Previous studies showed that secretion of IL-1β, one of the substrates for autophagy-based unconventional secretion, was inhibited by lysosomal dysfunction that was induced by treatment with bafilomycin [17]. To further examine the statin-induced IDE secretory pathway, we determined if autophagic flux was blocked by bafilomycin, a lysosomotropic agent that prevents lysosomal acidification and autophagosomal cargo degradation. Using the LysoTracker probe, we found that bafilomycin inhibited lysosomal activity (Fig. 3a). In addition, treatment with bafilomycin decreased IDE secretion from astrocytes and led to accumulation of IDE proteins in the cells (Fig. 3b,c), suggesting that autophagic flux is important for IDE secretion.
Fig. 3

Statin-mediated IDE secretion from astrocytes is regulated by autophagic flux. a Lysosomal activity as determined with LysoTracker probe. Scale bar represents 10 μm. b Change in secreted IDE levels by inhibiting lysosome with bafilomycin. c & d Quantitative analysis of Fig. 3b (N = 3 experiments). Baf, bafilomycin. ** p < 0.01, # p < 0.05 vs. vehicle-treated cells

Statin activates autophagy via the AMPK-mTOR signaling pathway in astrocytes

To investigate the mechanism of autophagy activation by statins, astrocytes were treated with an inhibitor of AMP-activated protein kinase (AMPK). Previous studies have shown that statin treatment induces AMPK activation [29] and the AMPK-mTOR signaling pathway regulates autophagy initiation [30]. When compound C, a well-known AMPK-specific inhibitor [31], was applied with simvastatin to astrocytes, it blocked the statin-induced phosphorylation of AMPK (Fig. 4a,b). We also observed that statin treatment decreased the phosphorylation of mTOR, and increased LC3-II levels (Fig. 4a, b).
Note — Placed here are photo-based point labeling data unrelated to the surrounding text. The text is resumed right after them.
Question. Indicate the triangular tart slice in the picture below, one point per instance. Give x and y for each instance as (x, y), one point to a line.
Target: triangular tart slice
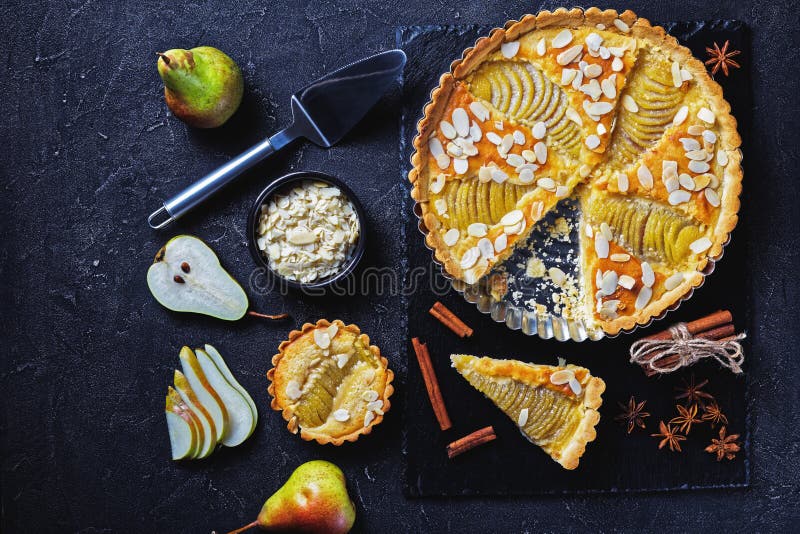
(554, 407)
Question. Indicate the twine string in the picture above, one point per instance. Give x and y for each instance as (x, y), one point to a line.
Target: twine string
(687, 350)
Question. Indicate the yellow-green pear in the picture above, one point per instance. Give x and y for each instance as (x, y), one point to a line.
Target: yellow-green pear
(203, 86)
(314, 500)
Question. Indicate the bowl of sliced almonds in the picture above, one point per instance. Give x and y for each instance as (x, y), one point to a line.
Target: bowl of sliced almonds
(306, 230)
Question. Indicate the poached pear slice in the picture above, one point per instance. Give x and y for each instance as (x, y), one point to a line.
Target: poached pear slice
(241, 421)
(186, 276)
(184, 433)
(209, 441)
(226, 372)
(205, 392)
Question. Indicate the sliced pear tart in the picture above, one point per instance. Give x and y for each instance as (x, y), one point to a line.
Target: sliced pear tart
(554, 407)
(595, 105)
(329, 383)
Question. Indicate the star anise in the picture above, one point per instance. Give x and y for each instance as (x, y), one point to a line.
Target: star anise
(720, 58)
(713, 414)
(632, 415)
(686, 417)
(725, 446)
(669, 437)
(693, 392)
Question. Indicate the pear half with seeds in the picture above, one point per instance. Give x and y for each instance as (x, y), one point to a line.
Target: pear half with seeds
(187, 276)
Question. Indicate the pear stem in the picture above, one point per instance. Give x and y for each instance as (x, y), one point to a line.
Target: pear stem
(246, 527)
(265, 316)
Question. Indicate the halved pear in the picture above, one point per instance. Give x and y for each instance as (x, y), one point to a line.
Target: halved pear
(206, 422)
(205, 392)
(184, 433)
(186, 276)
(226, 372)
(241, 421)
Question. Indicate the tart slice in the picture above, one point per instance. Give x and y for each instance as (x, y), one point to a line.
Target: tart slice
(329, 383)
(554, 407)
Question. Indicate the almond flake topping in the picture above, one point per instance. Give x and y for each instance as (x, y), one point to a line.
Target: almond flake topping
(648, 276)
(477, 229)
(673, 281)
(561, 377)
(630, 104)
(569, 55)
(539, 130)
(447, 130)
(622, 26)
(501, 243)
(643, 297)
(451, 237)
(541, 47)
(509, 50)
(680, 116)
(701, 245)
(368, 418)
(601, 246)
(645, 177)
(512, 217)
(626, 281)
(563, 38)
(479, 110)
(592, 141)
(341, 415)
(523, 417)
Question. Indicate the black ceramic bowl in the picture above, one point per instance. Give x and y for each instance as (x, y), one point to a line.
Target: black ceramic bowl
(280, 184)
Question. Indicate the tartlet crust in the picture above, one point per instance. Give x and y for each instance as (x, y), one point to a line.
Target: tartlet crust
(279, 401)
(640, 28)
(533, 374)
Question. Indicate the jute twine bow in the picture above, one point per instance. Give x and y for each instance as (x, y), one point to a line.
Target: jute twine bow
(685, 350)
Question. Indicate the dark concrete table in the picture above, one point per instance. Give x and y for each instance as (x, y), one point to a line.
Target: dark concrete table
(89, 149)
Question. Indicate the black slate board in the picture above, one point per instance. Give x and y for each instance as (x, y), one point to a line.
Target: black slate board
(615, 462)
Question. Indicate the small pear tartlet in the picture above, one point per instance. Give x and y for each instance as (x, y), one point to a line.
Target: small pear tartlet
(329, 383)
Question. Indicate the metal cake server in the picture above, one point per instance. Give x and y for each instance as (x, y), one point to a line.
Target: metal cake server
(323, 112)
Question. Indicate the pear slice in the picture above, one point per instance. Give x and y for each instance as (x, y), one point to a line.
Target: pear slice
(187, 276)
(184, 433)
(205, 392)
(241, 421)
(206, 422)
(226, 372)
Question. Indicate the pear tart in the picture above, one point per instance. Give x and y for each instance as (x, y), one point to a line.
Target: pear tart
(329, 383)
(594, 105)
(554, 407)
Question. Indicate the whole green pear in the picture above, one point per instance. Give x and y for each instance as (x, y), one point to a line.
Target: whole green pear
(203, 86)
(314, 500)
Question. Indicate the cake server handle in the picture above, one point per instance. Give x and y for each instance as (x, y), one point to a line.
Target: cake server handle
(199, 191)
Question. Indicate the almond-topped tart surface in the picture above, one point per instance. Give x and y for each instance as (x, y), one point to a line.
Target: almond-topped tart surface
(600, 107)
(554, 407)
(329, 383)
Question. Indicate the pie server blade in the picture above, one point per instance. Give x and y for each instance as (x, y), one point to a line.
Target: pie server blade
(322, 112)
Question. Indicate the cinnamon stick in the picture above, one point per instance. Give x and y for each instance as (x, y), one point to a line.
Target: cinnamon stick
(703, 324)
(450, 320)
(470, 441)
(431, 384)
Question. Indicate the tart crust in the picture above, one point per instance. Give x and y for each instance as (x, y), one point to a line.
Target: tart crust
(279, 375)
(539, 375)
(639, 28)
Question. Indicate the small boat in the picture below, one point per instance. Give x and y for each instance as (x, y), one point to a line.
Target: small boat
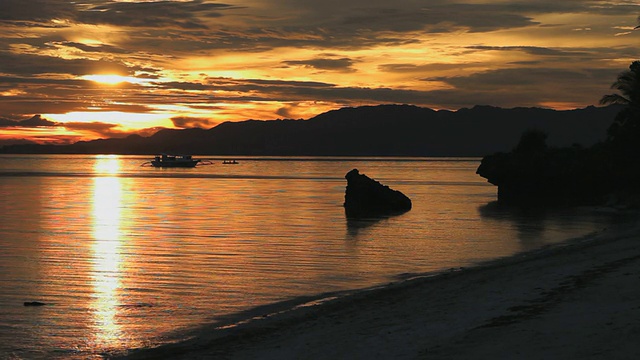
(166, 160)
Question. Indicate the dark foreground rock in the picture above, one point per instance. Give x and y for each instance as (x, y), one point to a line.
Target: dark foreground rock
(366, 197)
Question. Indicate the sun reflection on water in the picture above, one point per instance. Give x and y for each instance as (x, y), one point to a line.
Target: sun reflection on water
(106, 266)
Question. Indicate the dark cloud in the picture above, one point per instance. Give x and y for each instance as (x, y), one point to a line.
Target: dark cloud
(332, 64)
(103, 130)
(27, 64)
(156, 14)
(35, 10)
(186, 122)
(532, 50)
(35, 121)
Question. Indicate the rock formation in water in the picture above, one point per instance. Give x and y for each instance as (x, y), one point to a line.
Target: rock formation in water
(366, 197)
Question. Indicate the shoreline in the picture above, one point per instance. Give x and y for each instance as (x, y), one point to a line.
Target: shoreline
(553, 302)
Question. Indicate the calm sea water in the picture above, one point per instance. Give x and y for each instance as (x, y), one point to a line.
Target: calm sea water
(128, 256)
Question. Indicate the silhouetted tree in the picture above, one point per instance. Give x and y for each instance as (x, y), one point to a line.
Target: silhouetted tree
(624, 134)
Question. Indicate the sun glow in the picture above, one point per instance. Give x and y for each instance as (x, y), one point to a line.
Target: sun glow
(107, 261)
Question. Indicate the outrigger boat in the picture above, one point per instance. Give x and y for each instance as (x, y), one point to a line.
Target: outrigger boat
(166, 160)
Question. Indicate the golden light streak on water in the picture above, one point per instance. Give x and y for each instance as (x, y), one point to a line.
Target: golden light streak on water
(107, 259)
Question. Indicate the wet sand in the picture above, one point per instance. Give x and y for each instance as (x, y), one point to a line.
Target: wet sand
(577, 300)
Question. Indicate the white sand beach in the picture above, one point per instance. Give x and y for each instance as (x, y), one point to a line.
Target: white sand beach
(577, 300)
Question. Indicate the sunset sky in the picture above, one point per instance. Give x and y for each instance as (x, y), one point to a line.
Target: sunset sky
(99, 68)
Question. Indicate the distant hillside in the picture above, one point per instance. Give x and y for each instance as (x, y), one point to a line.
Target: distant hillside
(385, 130)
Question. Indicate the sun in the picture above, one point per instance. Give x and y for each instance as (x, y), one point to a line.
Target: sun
(112, 79)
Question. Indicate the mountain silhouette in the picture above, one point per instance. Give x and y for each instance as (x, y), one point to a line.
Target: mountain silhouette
(383, 130)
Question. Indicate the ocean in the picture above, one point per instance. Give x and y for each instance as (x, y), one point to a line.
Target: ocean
(128, 256)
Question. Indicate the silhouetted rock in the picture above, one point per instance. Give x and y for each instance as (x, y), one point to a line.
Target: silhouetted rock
(366, 197)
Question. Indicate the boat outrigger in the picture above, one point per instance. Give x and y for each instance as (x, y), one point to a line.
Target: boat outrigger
(166, 160)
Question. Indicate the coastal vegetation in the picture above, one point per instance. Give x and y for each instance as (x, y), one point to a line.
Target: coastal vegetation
(604, 173)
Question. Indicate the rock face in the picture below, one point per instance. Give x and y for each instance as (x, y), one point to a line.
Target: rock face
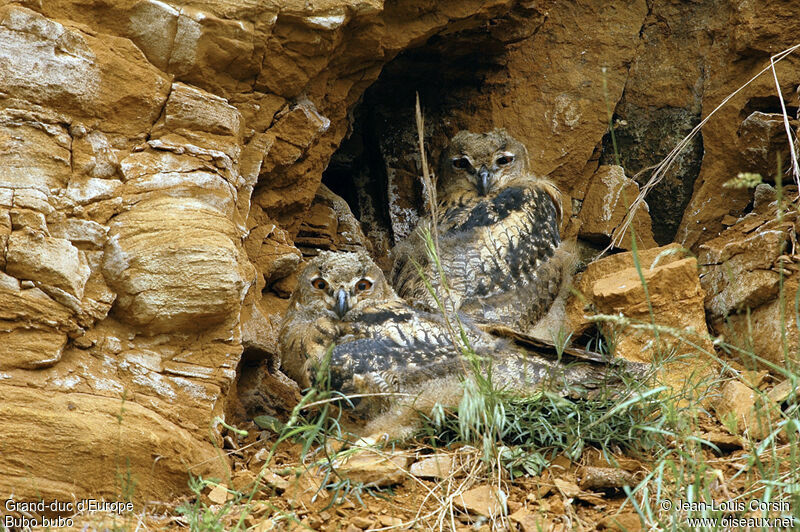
(160, 171)
(657, 313)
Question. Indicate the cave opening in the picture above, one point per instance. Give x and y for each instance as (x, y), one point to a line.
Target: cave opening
(376, 168)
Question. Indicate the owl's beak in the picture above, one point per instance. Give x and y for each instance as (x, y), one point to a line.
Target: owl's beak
(484, 180)
(342, 302)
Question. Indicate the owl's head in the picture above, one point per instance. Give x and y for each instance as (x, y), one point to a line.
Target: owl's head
(481, 163)
(340, 285)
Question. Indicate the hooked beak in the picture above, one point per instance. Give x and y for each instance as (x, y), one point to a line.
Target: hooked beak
(484, 180)
(342, 302)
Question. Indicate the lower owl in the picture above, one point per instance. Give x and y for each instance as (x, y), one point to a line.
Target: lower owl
(377, 344)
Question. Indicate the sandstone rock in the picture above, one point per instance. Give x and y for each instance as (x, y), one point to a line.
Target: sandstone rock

Conversely, compound C reversed these changes in mTOR kinase and LC3-II levels by statins (Fig. 4a, b). In addition, compound C inhibited statin-induced IDE secretion significantly (Fig. 4a, b). To visualize the alterations in autophagosome formation caused by the AMPK-specific inhibitor directly, immunocytochemistry was performed after co-treatment with compound C and statin. Statin treatment alone increased the punctate signal of LC3 (Fig. 4c), indicating enhanced autophagosome formation. Compound C prevented this increase, suggesting that AMPK signaling is required for statin treatment to promote autophagosome formation in astrocytes.
Fig. 4

Statin activates autophagy via AMPK-mTOR signaling pathway in astrocytes. a Inhibition of statin-mediated autophagy activation and IDE secretion by treatment with AMPK inhibitor (Compound C; CC). b Quantitative analysis of Fig. 4a (N = 3 experiments). * p < 0.05, ** p < 0.01 vs. vehicle-treated cells; # p < 0.05, ## p < 0.01 vs. cells treated with simvastatin. c Inhibition of statin-mediated autophagy activation by treatment with compound C. Anti-LC3 antibody was used to detect autophagy. Scale bar represents 6 μm. Lower panels show figures under higher magnification. Scale bar represents 2 μm. d The effect of statins on regulation of MMP-9 and NEP levels. e Quantitative analysis of Fig. 4d (N = 3 experiments)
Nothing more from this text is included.